Approximate Macros per meal (includes vegan chicken added)
Calories 840g
Protein 50g
Carbs 68g
Fat 44g – (reduce nuts & coconut to reduce fat quantity)
Dinner
Black Bean Stew
Serves 3
2 tbs Vegetable Oil
1 Red Onion, finely chopped
3 Cloves of Garlic, minced
1 Fresh Chilli, chopped fine
2 tsp Sea Salt
1 tsp Ground Coriander
2 tbs Chipotle Paste
2 tsp Ground Cumin
1/2 tsp Ground Cinnamon
2 tsp Dried Oregano
2 tsp Dried Thyme
400g Black Beans, drained & rinsed
230g Chickpeas, drained & rinsed
480ml Water
2 tbs Tomato Puree
2 tbs Tamari or Soy Sauce
Juice of 1 Lime
20g Dark Chocolate, dairy free
Handful Chopped Coriander
Quinoa
600g Quinoa, Cooked to packet instructions
Juice & Zest of 1 Lemon
Plantain
1 ripe Plantain
2 tbs Coconut Oil
Pinch of Seasoning
Serve with
600g Broccoli & Kale, lightly Steamed
Sprinkle of Mixed Seeds
Method
1. Pre heat a saucepan over a medium heat & add the oil followed by the onion, garlic, chilli & salt. Sauté until softened.
2. Add the dried spices & herbs, cook for 3-4 minutes.
3. Add the chipotle paste and black beans followed by the water, tomato puree, soy sauce & lime juice.
4. Place a lid on the pan & allow the beans to simmer for around 20 minutes or until it has thickened.
5. Once thick, stir in the chocolate & chopped coriander.
6. For the quinoa simply mix through the lemon juice.
7. For the plantain, place a large frying pan over a medium to low heat, then add the coconut oil.

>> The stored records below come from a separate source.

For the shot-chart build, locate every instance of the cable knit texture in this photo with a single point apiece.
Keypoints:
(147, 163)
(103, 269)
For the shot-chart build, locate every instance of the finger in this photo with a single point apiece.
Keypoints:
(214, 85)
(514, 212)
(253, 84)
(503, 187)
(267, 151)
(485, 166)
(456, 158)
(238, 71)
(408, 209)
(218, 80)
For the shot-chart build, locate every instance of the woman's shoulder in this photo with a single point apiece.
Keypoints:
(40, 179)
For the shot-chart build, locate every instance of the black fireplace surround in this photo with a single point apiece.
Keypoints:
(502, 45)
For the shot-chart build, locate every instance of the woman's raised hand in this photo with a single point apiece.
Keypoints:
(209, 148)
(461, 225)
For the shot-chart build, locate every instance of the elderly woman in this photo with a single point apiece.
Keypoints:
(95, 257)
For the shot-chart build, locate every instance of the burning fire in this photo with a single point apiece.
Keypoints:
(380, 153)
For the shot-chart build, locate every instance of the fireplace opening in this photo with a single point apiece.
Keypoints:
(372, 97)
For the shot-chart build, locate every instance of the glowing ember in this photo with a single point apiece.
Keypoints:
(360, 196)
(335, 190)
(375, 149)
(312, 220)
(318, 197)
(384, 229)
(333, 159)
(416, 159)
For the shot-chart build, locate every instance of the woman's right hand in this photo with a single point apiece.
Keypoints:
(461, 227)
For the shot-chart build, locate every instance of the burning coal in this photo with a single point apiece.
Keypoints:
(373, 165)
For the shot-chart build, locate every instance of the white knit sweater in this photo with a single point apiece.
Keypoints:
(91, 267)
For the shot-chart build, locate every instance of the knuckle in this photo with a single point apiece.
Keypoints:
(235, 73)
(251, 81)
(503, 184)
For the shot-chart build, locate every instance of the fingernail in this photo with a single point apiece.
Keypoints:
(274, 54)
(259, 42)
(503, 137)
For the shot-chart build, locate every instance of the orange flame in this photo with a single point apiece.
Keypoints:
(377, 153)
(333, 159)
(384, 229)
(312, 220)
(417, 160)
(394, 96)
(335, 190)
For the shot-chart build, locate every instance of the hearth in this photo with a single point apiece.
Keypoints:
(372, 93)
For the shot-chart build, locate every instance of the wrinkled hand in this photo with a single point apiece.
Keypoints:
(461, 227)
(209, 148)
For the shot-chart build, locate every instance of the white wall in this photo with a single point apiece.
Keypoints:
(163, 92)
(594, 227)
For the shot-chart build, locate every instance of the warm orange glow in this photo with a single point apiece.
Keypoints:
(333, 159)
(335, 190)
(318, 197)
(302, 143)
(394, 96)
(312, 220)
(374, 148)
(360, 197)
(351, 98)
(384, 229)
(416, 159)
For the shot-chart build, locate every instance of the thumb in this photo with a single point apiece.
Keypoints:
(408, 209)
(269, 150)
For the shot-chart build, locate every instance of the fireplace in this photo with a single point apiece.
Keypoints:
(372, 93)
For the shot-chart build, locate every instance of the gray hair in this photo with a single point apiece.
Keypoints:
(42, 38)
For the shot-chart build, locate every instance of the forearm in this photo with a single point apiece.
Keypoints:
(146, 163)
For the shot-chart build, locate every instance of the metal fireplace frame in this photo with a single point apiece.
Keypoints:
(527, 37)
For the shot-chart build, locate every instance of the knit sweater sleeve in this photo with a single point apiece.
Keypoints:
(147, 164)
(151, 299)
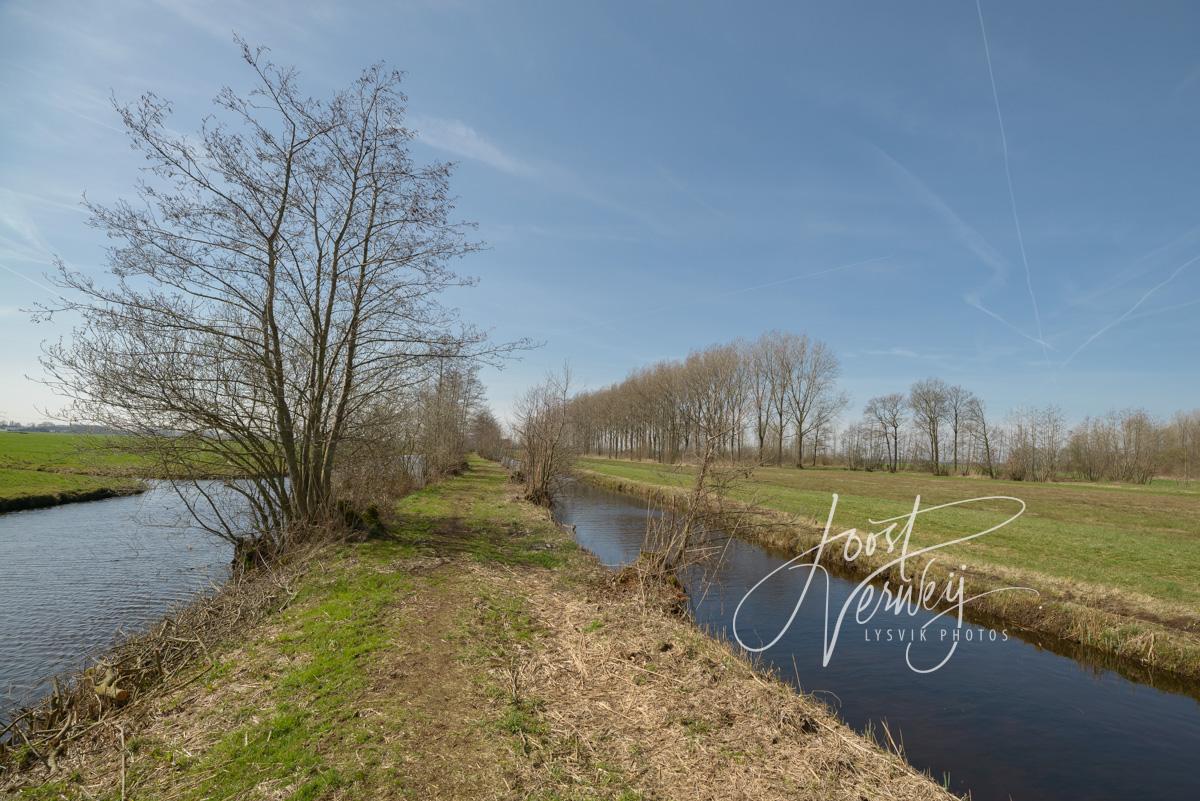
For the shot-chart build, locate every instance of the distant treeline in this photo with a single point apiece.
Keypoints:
(777, 401)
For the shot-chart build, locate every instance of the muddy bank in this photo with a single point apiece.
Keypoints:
(66, 497)
(475, 634)
(1146, 648)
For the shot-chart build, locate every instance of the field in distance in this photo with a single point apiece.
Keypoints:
(42, 469)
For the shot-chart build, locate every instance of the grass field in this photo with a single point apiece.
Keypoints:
(99, 456)
(40, 469)
(474, 654)
(1127, 550)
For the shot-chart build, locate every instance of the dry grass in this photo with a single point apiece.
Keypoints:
(1137, 634)
(475, 655)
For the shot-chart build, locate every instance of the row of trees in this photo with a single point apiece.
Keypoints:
(747, 398)
(777, 399)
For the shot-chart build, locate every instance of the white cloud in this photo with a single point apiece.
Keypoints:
(460, 139)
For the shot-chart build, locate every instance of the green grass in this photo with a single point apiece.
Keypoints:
(1139, 541)
(39, 469)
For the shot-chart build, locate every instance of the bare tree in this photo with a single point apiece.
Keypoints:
(958, 403)
(543, 429)
(928, 399)
(277, 279)
(977, 419)
(813, 396)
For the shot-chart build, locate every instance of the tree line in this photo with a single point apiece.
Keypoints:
(777, 401)
(273, 308)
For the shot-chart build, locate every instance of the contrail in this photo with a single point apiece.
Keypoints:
(1134, 307)
(1012, 196)
(973, 302)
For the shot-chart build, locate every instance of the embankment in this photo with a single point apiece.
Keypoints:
(24, 489)
(472, 652)
(1149, 650)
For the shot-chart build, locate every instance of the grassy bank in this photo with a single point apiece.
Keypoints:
(474, 654)
(22, 489)
(39, 469)
(1115, 566)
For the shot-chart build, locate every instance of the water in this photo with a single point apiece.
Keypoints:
(75, 577)
(1003, 720)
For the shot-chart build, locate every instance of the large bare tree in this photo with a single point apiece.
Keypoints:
(277, 278)
(929, 402)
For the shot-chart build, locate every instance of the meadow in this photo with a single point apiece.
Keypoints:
(1128, 550)
(43, 469)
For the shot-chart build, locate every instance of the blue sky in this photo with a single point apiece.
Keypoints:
(654, 178)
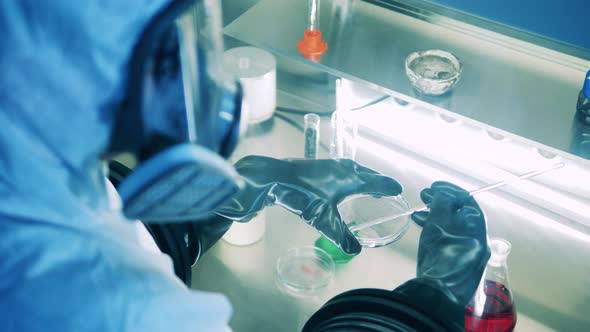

8. When the pan is hot add the plantain slices.
9. Cook for 3-4 on each side until its caramelised.
10. Once cooked place the plantain on to a plate lined with kitchen paper, to soak up excess oil.
11. Then sprinkle over the seasoning.
12. Serve the stew with the quinoa, kale, broccoli & seeds.
This dish will be fine stored in your fridge for up to 4 days, it can be reheated in a saucepan or microwave. Do not heat food in plastic.
Approximate Macros per meal
Calories 636g
Protein 33g
Carbs 103g
Fat 15g
Protein Shake
Serves 1
1 Acai Pouch
1 tbs Peanut Butter
1 scoop Vegan Protein Powder
1 Frozen Banana
1 tbs Hemps Seeds
1 tsp Maco
2 cups Dairy Free Milk
Method
- Blitz all the ingredients together in your ninja blender.